Pound soars as traders bet on interest rate hike: Household braced for higher mortgage costs
The pound soared against the dollar and the euro as investors ramped up their bets on an imminent interest rate hike
Sterling surged above $1.38 for the first time since mid-September on expectations the Bank of England could raise the cost of borrowing as soon as November 4 – two weeks tomorrow.
And in a boost for holidaymakers who have begun to take advantage of loosening travel restrictions in Europe, the pound rose towards €1.19, its highest level against the euro since February 2020 when the pandemic struck.
Rates decision: Sterling surged above $1.38 for the first time since mid-September on expectations the Bank of England could raise the cost of borrowing as soon as November 4
However, experts warned that an early interest rate rise may be an error that would need to be reversed as the economy weakens.
Rising interest rates would push up the cost of variable mortgages, squeezing the finances of many families already facing soaring energy bills and higher prices.
Laura Suter, head of personal finance at broker AJ Bell, said: ‘Mortgage rates have been at rock-bottom lows for a long time and many homeowners have never known an environment of higher interest rates, so any rise will be a nasty shock for them.’
The latest rally in the pound came after Bank governor Andrew Bailey declared over the weekend that the central bank ‘will have to act’ if inflation threatens to run out of control.
Official figures published today are set to show inflation remaining above the 2 per cent target in September having hit 3.2 per cent in August. The Bank now expects inflation to rise above 4 per cent.
Government borrowing costs have also risen in recent weeks on expectations that rate rises are coming.
The yield on ten-year gilts – a key measure of government borrowing costs – was hovering close to 1.17 per cent yesterday. That was near last week’s two-and-a-half year high of 1.19 per cent.
Neil Wilson, an analyst at Markets.com, said Bank officials ‘have had numerous occasions to push back against market expectations’ of an early rate hike but have failed to do so.
This, he said, has ‘led traders towards a November hike as being the most likely outcome’.
Investors expect a hike from the record low of 0.1 per cent to 0.25 per cent in early November, when the Bank’s rate-setting Monetary Policy Committee (MPC) next meets.
Traders are betting on a further hike to 0.5 per cent in December followed by three more next year.
That would take rates to 1.25 per cent by the end of 2021 – a level not seen since 2009.

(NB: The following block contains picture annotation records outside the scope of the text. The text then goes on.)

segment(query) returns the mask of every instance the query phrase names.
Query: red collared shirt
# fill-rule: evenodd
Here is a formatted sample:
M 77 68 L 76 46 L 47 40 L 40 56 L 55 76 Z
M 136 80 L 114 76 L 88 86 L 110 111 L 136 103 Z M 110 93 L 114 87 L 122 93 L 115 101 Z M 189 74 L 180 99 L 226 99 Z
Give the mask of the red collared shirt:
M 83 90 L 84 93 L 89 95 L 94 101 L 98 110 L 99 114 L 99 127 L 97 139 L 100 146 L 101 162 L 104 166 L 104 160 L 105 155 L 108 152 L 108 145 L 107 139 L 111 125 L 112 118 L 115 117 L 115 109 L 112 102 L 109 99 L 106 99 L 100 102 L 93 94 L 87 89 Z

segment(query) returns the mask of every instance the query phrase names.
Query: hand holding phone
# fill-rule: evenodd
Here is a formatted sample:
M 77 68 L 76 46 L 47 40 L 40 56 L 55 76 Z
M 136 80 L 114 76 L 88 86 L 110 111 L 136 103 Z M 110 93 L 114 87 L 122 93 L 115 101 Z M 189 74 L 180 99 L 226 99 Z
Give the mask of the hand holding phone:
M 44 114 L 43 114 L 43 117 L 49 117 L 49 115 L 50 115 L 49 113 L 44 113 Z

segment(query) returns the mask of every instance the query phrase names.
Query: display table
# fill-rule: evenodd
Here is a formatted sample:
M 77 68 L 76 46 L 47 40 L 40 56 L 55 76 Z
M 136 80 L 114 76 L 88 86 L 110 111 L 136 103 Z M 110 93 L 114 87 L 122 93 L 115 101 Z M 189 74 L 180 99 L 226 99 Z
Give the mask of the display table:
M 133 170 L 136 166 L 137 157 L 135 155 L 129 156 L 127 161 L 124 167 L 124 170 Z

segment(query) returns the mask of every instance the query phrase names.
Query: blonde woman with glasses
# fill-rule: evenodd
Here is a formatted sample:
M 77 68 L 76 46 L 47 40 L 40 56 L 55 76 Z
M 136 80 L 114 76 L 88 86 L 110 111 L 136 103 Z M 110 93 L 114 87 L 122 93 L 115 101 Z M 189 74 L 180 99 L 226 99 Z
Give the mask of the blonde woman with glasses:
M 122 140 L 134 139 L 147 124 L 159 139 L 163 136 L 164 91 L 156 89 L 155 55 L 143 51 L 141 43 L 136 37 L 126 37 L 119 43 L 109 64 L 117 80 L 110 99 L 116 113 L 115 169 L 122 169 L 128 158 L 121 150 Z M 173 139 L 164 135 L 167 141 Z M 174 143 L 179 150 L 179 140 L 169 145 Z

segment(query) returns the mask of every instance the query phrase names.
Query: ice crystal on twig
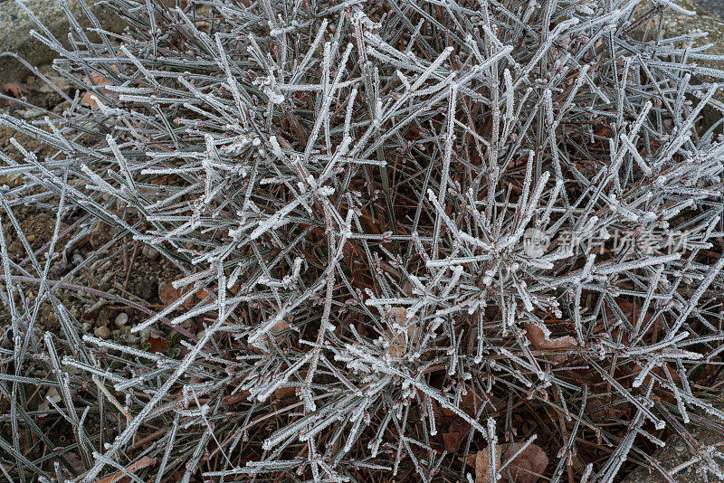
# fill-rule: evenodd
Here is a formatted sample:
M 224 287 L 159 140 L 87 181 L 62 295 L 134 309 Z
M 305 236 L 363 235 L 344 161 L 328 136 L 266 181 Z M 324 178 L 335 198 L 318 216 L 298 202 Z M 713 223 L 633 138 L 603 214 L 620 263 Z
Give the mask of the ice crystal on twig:
M 724 338 L 724 140 L 700 122 L 724 71 L 650 22 L 675 2 L 110 0 L 113 35 L 80 1 L 97 42 L 34 35 L 92 97 L 0 115 L 58 151 L 0 157 L 27 253 L 0 233 L 8 478 L 472 480 L 477 453 L 519 481 L 545 452 L 525 481 L 610 482 L 672 431 L 721 476 L 686 428 L 724 416 L 694 385 Z M 14 207 L 51 199 L 39 256 Z M 180 353 L 81 336 L 48 269 L 71 206 L 183 270 L 131 306 Z M 33 386 L 73 429 L 52 471 L 21 450 L 18 424 L 47 440 Z

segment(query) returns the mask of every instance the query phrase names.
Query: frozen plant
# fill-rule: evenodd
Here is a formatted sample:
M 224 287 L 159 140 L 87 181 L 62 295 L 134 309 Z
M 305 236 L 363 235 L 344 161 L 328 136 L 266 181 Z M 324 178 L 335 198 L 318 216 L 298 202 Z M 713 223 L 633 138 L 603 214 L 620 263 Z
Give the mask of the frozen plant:
M 57 149 L 0 154 L 24 180 L 2 223 L 57 203 L 157 249 L 184 275 L 132 330 L 181 352 L 81 334 L 55 295 L 80 288 L 48 270 L 58 223 L 42 253 L 0 244 L 8 479 L 611 482 L 666 473 L 672 433 L 724 476 L 691 432 L 724 434 L 700 376 L 724 338 L 724 71 L 698 65 L 724 59 L 661 27 L 692 13 L 109 0 L 111 34 L 79 2 L 98 39 L 65 0 L 70 44 L 34 35 L 89 94 L 0 115 Z M 54 335 L 34 330 L 47 302 Z M 62 447 L 26 407 L 49 387 Z

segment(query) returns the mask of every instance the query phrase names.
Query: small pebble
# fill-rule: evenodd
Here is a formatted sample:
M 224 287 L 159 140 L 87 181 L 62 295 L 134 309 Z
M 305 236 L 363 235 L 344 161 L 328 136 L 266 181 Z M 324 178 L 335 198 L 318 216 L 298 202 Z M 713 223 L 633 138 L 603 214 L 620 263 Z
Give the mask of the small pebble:
M 25 120 L 34 119 L 44 114 L 43 110 L 34 108 L 26 110 L 18 110 L 17 113 L 23 116 L 23 118 Z
M 107 339 L 110 336 L 110 329 L 106 326 L 100 326 L 100 327 L 96 327 L 93 334 L 95 334 L 96 337 Z
M 143 248 L 141 249 L 141 253 L 143 253 L 143 256 L 150 260 L 157 259 L 158 255 L 160 255 L 160 253 L 158 253 L 158 251 L 155 248 L 149 247 L 148 245 L 143 246 Z
M 61 261 L 55 264 L 55 267 L 53 267 L 52 271 L 56 277 L 62 277 L 63 275 L 68 273 L 68 270 L 70 269 L 71 266 L 68 263 L 62 263 Z
M 121 312 L 116 316 L 116 320 L 114 322 L 117 327 L 122 327 L 129 323 L 129 314 L 126 312 Z

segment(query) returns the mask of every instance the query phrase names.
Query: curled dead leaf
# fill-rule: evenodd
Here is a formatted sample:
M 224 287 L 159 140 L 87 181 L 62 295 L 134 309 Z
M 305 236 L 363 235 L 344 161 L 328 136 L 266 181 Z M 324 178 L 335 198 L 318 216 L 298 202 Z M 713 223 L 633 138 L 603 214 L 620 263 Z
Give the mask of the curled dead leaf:
M 106 477 L 103 479 L 99 479 L 98 483 L 125 483 L 126 481 L 130 481 L 131 478 L 129 478 L 129 473 L 135 474 L 138 469 L 151 466 L 154 463 L 156 463 L 155 458 L 144 456 L 135 463 L 126 467 L 126 471 L 118 471 L 113 473 L 110 477 Z
M 548 338 L 543 328 L 532 322 L 526 324 L 526 336 L 530 341 L 530 344 L 533 345 L 533 347 L 543 351 L 568 349 L 578 345 L 577 341 L 570 336 Z M 549 355 L 551 361 L 556 363 L 565 361 L 566 357 L 565 354 Z
M 28 86 L 23 82 L 8 82 L 3 86 L 3 90 L 12 94 L 15 99 L 20 99 L 28 93 Z
M 495 448 L 495 468 L 500 469 L 513 455 L 515 455 L 525 443 L 515 443 L 511 445 L 498 445 Z M 488 483 L 493 481 L 491 476 L 491 459 L 490 451 L 483 450 L 475 454 L 468 456 L 467 464 L 475 467 L 475 483 Z M 539 446 L 529 444 L 520 454 L 513 459 L 502 470 L 503 481 L 508 483 L 536 483 L 546 468 L 548 466 L 548 457 Z M 505 479 L 505 476 L 510 473 L 510 478 Z M 512 478 L 512 479 L 511 479 Z
M 387 327 L 386 339 L 389 346 L 386 350 L 391 357 L 405 355 L 407 341 L 414 335 L 415 325 L 407 321 L 407 310 L 402 307 L 390 309 L 391 324 Z

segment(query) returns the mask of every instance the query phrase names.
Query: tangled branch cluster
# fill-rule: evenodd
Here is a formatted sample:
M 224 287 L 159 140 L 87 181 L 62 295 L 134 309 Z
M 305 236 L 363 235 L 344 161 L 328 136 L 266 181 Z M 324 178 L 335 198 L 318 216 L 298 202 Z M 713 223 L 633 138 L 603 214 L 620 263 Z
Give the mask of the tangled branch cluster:
M 0 155 L 24 180 L 4 223 L 53 194 L 59 219 L 81 207 L 185 274 L 133 328 L 185 350 L 151 354 L 81 335 L 48 274 L 57 229 L 24 264 L 3 242 L 3 421 L 33 424 L 24 384 L 58 387 L 76 440 L 52 454 L 80 480 L 535 481 L 510 470 L 536 449 L 547 481 L 610 482 L 724 418 L 696 378 L 724 337 L 724 142 L 699 122 L 724 72 L 662 35 L 673 2 L 110 4 L 124 34 L 36 33 L 90 105 L 0 117 L 59 151 Z M 33 330 L 42 302 L 60 334 Z M 6 474 L 73 473 L 2 445 Z

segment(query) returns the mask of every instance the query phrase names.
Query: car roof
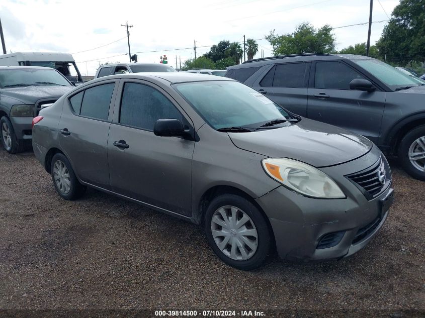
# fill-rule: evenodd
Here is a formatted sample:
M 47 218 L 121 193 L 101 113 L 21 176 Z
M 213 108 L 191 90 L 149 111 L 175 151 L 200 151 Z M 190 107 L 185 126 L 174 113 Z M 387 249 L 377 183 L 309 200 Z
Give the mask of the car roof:
M 199 74 L 199 73 L 189 73 L 187 72 L 173 72 L 169 73 L 131 73 L 128 74 L 120 74 L 118 75 L 109 75 L 100 77 L 90 81 L 90 83 L 95 81 L 101 81 L 112 78 L 138 78 L 149 80 L 149 79 L 162 79 L 171 83 L 184 83 L 187 82 L 200 82 L 203 81 L 221 80 L 236 81 L 231 78 L 221 77 L 208 74 Z
M 258 67 L 264 65 L 278 64 L 281 63 L 289 63 L 291 62 L 306 62 L 309 61 L 321 61 L 323 60 L 360 60 L 360 59 L 374 59 L 372 57 L 363 55 L 356 55 L 354 54 L 328 54 L 326 53 L 306 53 L 304 54 L 291 54 L 288 55 L 279 55 L 277 56 L 270 56 L 254 60 L 250 60 L 244 62 L 241 64 L 229 66 L 227 69 L 234 69 L 249 67 Z
M 107 64 L 102 65 L 101 67 L 111 67 L 113 66 L 132 66 L 133 65 L 159 65 L 163 66 L 169 66 L 166 64 L 158 63 L 114 63 L 114 64 Z M 171 67 L 171 66 L 169 66 Z
M 0 70 L 1 69 L 55 69 L 51 67 L 44 67 L 44 66 L 0 66 Z

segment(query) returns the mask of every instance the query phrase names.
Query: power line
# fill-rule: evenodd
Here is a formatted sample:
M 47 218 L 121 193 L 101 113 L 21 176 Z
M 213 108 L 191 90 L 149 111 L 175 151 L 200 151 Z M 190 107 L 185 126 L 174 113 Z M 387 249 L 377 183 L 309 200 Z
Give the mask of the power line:
M 105 44 L 104 45 L 101 45 L 100 46 L 98 46 L 97 47 L 93 48 L 93 49 L 89 49 L 88 50 L 84 50 L 84 51 L 80 51 L 79 52 L 75 52 L 74 53 L 71 53 L 71 54 L 77 54 L 78 53 L 83 53 L 83 52 L 88 52 L 89 51 L 93 51 L 93 50 L 96 50 L 97 49 L 100 49 L 100 48 L 103 48 L 105 46 L 107 46 L 107 45 L 109 45 L 110 44 L 113 44 L 119 41 L 121 41 L 121 40 L 124 40 L 127 37 L 124 37 L 124 38 L 121 38 L 121 39 L 118 39 L 118 40 L 114 41 L 114 42 L 111 42 L 110 43 L 108 43 L 107 44 Z

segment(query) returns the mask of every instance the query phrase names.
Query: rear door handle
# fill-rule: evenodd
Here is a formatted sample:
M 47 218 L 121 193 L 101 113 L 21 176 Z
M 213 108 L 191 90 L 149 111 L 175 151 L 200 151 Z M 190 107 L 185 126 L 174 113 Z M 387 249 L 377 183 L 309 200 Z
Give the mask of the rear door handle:
M 71 134 L 71 133 L 68 131 L 68 129 L 67 128 L 61 129 L 59 131 L 59 132 L 62 134 L 63 136 L 69 136 Z
M 114 146 L 118 147 L 119 148 L 127 149 L 130 146 L 127 144 L 124 140 L 120 140 L 119 141 L 114 141 Z
M 314 94 L 314 97 L 317 97 L 319 99 L 324 99 L 325 98 L 328 98 L 329 96 L 327 94 L 324 93 L 320 93 L 319 94 Z

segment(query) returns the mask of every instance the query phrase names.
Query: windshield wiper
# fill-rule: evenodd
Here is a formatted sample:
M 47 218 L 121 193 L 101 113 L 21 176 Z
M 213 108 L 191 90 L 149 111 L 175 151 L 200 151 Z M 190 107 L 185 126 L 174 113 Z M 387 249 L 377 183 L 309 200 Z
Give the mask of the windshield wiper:
M 37 86 L 35 84 L 24 84 L 24 83 L 21 83 L 20 84 L 12 84 L 11 85 L 5 85 L 3 87 L 13 87 L 31 86 L 31 85 Z
M 65 86 L 64 85 L 62 85 L 62 84 L 58 84 L 57 83 L 52 83 L 51 82 L 36 82 L 36 84 L 53 84 L 53 85 L 57 85 L 58 86 Z
M 402 90 L 402 89 L 408 89 L 409 88 L 411 88 L 412 87 L 414 87 L 414 86 L 405 86 L 403 87 L 397 87 L 395 89 L 395 91 L 397 91 L 397 90 Z
M 217 131 L 225 133 L 250 133 L 252 131 L 246 127 L 224 127 L 224 128 L 219 128 Z

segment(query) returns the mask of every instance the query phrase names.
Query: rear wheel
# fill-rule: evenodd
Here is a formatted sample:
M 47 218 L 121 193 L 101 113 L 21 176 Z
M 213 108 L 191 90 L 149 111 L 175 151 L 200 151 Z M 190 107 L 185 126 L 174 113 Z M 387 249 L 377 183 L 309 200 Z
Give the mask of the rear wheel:
M 17 139 L 12 123 L 6 116 L 0 119 L 0 137 L 3 148 L 9 153 L 22 152 L 25 148 L 25 141 Z
M 398 157 L 406 172 L 425 181 L 425 126 L 412 129 L 403 138 Z
M 63 154 L 53 156 L 50 171 L 55 188 L 64 199 L 75 200 L 86 192 L 86 186 L 79 183 L 69 160 Z
M 267 221 L 248 200 L 235 194 L 214 198 L 205 214 L 207 239 L 217 255 L 238 269 L 260 267 L 269 255 L 272 239 Z

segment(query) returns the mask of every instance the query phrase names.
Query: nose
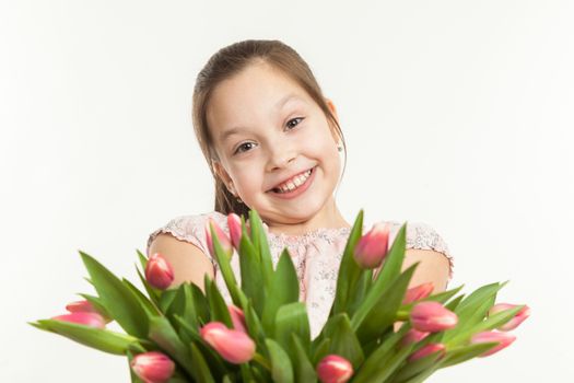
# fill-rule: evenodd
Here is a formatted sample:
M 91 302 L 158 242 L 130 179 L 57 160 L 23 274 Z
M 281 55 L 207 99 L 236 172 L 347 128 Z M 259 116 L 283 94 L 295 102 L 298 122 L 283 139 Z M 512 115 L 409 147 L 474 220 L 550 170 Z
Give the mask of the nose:
M 284 142 L 283 144 L 278 144 L 270 151 L 267 170 L 272 172 L 277 169 L 288 167 L 295 158 L 296 153 L 292 147 L 286 146 Z

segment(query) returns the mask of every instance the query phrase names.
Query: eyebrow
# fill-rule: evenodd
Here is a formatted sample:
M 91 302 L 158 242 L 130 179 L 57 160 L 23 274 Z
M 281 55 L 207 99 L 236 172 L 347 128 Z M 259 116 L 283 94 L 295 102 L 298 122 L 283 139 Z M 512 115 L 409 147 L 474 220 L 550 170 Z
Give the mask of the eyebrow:
M 301 98 L 296 94 L 291 93 L 291 94 L 288 94 L 286 96 L 284 96 L 283 98 L 279 100 L 279 102 L 276 104 L 276 109 L 278 109 L 278 111 L 281 109 L 291 100 L 302 100 L 303 101 L 303 98 Z M 220 141 L 221 142 L 225 142 L 231 136 L 237 135 L 242 130 L 243 130 L 242 127 L 234 127 L 234 128 L 227 129 L 227 130 L 221 132 Z

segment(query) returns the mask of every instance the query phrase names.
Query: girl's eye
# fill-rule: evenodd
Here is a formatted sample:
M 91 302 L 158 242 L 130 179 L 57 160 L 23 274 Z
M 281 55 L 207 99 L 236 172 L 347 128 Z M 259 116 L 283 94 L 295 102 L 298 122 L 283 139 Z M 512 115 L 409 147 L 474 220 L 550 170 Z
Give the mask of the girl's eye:
M 304 117 L 297 117 L 297 118 L 292 118 L 292 119 L 290 119 L 290 120 L 288 121 L 288 126 L 289 126 L 289 127 L 292 127 L 292 128 L 295 128 L 298 124 L 296 124 L 295 126 L 291 126 L 291 125 L 289 125 L 289 124 L 292 123 L 292 121 L 295 121 L 295 120 L 297 120 L 297 119 L 303 120 Z
M 288 125 L 289 128 L 294 129 L 294 128 L 296 128 L 296 127 L 298 126 L 298 124 L 301 124 L 301 123 L 297 123 L 297 124 L 295 124 L 294 126 L 293 126 L 293 125 L 290 125 L 290 124 L 291 124 L 292 121 L 295 121 L 295 120 L 303 120 L 303 119 L 305 119 L 305 118 L 304 118 L 304 117 L 292 118 L 292 119 L 290 119 L 290 120 L 288 121 L 286 125 Z M 242 143 L 241 146 L 237 147 L 237 149 L 235 150 L 235 152 L 234 152 L 233 154 L 243 153 L 243 152 L 245 151 L 245 150 L 243 150 L 243 149 L 244 149 L 245 146 L 247 146 L 247 144 L 253 144 L 253 142 L 245 142 L 245 143 Z M 248 149 L 247 149 L 247 150 L 248 150 Z
M 242 143 L 241 146 L 237 147 L 237 149 L 235 150 L 235 152 L 233 154 L 242 153 L 243 152 L 242 148 L 245 148 L 246 144 L 250 144 L 250 143 L 253 143 L 253 142 Z

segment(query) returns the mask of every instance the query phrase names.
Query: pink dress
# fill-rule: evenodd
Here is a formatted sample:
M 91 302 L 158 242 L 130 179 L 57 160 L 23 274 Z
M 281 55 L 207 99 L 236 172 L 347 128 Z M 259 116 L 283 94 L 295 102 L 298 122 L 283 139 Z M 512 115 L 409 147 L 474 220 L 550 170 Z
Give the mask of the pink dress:
M 206 222 L 212 217 L 222 230 L 229 234 L 226 216 L 219 211 L 202 214 L 180 216 L 172 219 L 164 227 L 150 234 L 147 245 L 149 254 L 150 244 L 160 233 L 169 233 L 180 241 L 186 241 L 199 247 L 211 259 L 214 267 L 215 283 L 223 298 L 231 303 L 231 297 L 216 262 L 211 257 L 206 242 Z M 393 243 L 400 222 L 387 221 L 391 224 L 389 243 Z M 364 222 L 363 222 L 364 223 Z M 263 222 L 269 247 L 273 258 L 273 266 L 279 262 L 279 256 L 288 247 L 300 280 L 300 300 L 306 302 L 309 317 L 311 333 L 314 338 L 327 321 L 335 298 L 339 264 L 344 251 L 344 245 L 351 228 L 318 229 L 303 235 L 274 234 L 269 232 L 269 227 Z M 363 225 L 363 233 L 371 227 Z M 429 225 L 421 222 L 409 222 L 407 225 L 407 248 L 434 249 L 444 254 L 449 262 L 448 281 L 453 278 L 453 257 L 443 239 Z M 236 252 L 231 260 L 232 269 L 237 282 L 241 282 L 239 262 Z

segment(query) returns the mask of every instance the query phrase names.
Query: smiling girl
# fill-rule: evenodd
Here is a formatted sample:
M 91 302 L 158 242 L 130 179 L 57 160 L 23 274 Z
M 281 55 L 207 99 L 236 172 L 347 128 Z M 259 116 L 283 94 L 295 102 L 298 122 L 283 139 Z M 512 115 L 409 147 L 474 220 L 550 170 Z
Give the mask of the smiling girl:
M 226 214 L 257 210 L 273 264 L 288 247 L 309 311 L 312 334 L 328 316 L 338 267 L 351 225 L 333 192 L 345 142 L 335 104 L 324 96 L 301 56 L 279 40 L 244 40 L 215 53 L 197 77 L 194 127 L 215 182 L 214 210 L 180 216 L 150 234 L 148 256 L 162 253 L 174 268 L 175 288 L 203 288 L 208 274 L 231 303 L 206 242 L 213 219 L 229 234 Z M 345 150 L 347 153 L 347 150 Z M 400 222 L 391 225 L 394 240 Z M 420 262 L 410 287 L 433 282 L 444 291 L 453 257 L 424 223 L 409 222 L 402 268 Z M 363 227 L 363 233 L 368 228 Z M 232 268 L 241 281 L 238 257 Z

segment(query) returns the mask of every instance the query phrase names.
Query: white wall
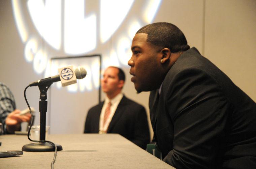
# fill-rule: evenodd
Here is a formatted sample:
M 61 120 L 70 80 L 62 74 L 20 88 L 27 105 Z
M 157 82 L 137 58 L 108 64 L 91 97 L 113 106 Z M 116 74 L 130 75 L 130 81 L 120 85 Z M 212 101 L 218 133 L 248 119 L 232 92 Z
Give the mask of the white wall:
M 38 37 L 38 41 L 43 50 L 48 52 L 49 58 L 69 56 L 65 53 L 63 46 L 59 50 L 55 50 L 38 36 L 29 13 L 25 10 L 27 7 L 26 1 L 22 2 L 29 33 Z M 99 2 L 86 1 L 86 14 L 95 12 L 99 18 Z M 104 43 L 100 42 L 100 30 L 98 27 L 96 47 L 89 52 L 82 54 L 102 54 L 103 67 L 106 67 L 107 63 L 109 63 L 107 61 L 110 58 L 111 50 L 114 49 L 117 51 L 122 47 L 118 45 L 120 37 L 126 37 L 131 42 L 132 37 L 129 35 L 128 30 L 133 21 L 138 21 L 141 26 L 148 23 L 143 19 L 142 13 L 148 2 L 146 0 L 135 1 L 120 26 L 110 39 Z M 114 9 L 110 9 L 110 11 Z M 256 101 L 255 9 L 256 3 L 254 0 L 163 0 L 152 22 L 169 22 L 178 26 L 184 33 L 191 47 L 196 47 L 203 55 L 217 65 L 238 86 Z M 22 109 L 27 107 L 23 95 L 24 89 L 30 82 L 43 78 L 44 73 L 38 74 L 35 73 L 33 63 L 25 60 L 25 44 L 21 41 L 18 33 L 12 11 L 11 1 L 0 1 L 0 81 L 9 86 L 15 97 L 17 108 Z M 100 20 L 97 19 L 97 23 L 99 25 Z M 110 19 L 115 20 L 115 18 Z M 124 55 L 123 57 L 129 56 Z M 144 105 L 148 112 L 149 93 L 136 94 L 133 84 L 130 80 L 131 76 L 129 74 L 129 68 L 121 63 L 119 58 L 117 59 L 119 59 L 118 63 L 124 69 L 127 75 L 124 92 L 128 97 Z M 36 110 L 38 110 L 39 90 L 36 88 L 30 88 L 27 92 L 29 101 Z M 65 93 L 63 92 L 59 97 L 65 97 Z M 81 97 L 86 97 L 87 93 L 83 93 L 79 95 L 83 96 Z M 58 96 L 55 97 L 58 98 Z M 81 102 L 81 98 L 78 98 L 76 100 L 73 99 L 72 100 L 76 103 Z M 55 103 L 55 105 L 56 104 Z M 58 105 L 56 106 L 58 110 Z M 72 106 L 67 106 L 67 109 Z M 81 104 L 81 106 L 80 109 L 84 112 L 84 117 L 77 118 L 83 119 L 88 108 L 85 108 L 84 104 Z M 37 113 L 35 123 L 39 124 L 39 115 L 38 112 Z M 55 123 L 59 125 L 55 125 L 55 128 L 60 128 L 62 125 L 65 125 L 62 120 L 68 121 L 70 111 L 61 113 L 62 120 L 56 121 Z M 76 115 L 73 114 L 74 116 Z M 67 117 L 65 120 L 65 117 Z M 83 121 L 79 120 L 79 123 L 83 126 Z M 81 127 L 75 132 L 81 133 L 82 128 Z

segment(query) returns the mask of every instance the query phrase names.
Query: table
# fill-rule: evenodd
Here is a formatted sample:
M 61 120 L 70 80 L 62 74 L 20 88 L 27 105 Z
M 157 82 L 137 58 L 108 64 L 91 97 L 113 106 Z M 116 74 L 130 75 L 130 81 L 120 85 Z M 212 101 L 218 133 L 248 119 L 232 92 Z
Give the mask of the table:
M 54 168 L 173 169 L 122 136 L 115 134 L 50 134 L 61 145 Z M 0 151 L 21 150 L 31 143 L 26 135 L 0 135 Z M 0 158 L 0 169 L 51 168 L 54 152 L 23 152 L 21 156 Z

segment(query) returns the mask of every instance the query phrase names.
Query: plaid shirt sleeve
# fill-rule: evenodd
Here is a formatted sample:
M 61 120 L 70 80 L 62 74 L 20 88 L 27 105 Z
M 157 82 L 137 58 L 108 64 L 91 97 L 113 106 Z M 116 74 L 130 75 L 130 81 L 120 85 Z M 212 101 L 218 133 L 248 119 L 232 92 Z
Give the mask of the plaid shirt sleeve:
M 3 124 L 4 134 L 6 133 L 5 119 L 8 114 L 16 109 L 14 97 L 10 89 L 0 82 L 0 123 Z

However, some experts believe raising rates on this time frame would be a mistake given the fragile state of the economy and the squeeze facing families and businesses as the cost of everything from gas and electricity to petrol and building materials soars.
Paul Dales, chief economist at Capital Economics, said ‘worsening product and labour shortages will put the brakes on the recovery’ – making it unlikely for rates to rise above 1 per cent next year.
Jim Leaviss, chief investment officer for public fixed income at M&G Investments, said Bank officials ‘have talked themselves into The Nightmare Before Christmas scenario’ but added: ‘There’s going to be a pullback in growth. It’s hard to see them managing more than a rise or two.’
And Mark Dowding, chief investment officer at Bluebay Asset Management, said the rise in sterling could be short-lived.
‘It’s supportive for your currency if you are raising rates because the economy is steaming ahead,’ he said. ‘But if you jack up rates in a slowing economy that’s a different story.’
The Bank cut rates to an all-time low of 0.1 per cent during the pandemic last year, in an effort to boost spending as the economy fell off a cliff.
But inflation has risen sharply in recent months as the cost of everything from gas and electricity to building materials and eating out soar.
Speaking to international bankers and economists on Sunday, Bailey said the Bank ‘will have to act and must do so if we see a risk, particularly to medium-term inflation and to medium-term inflation expectations’.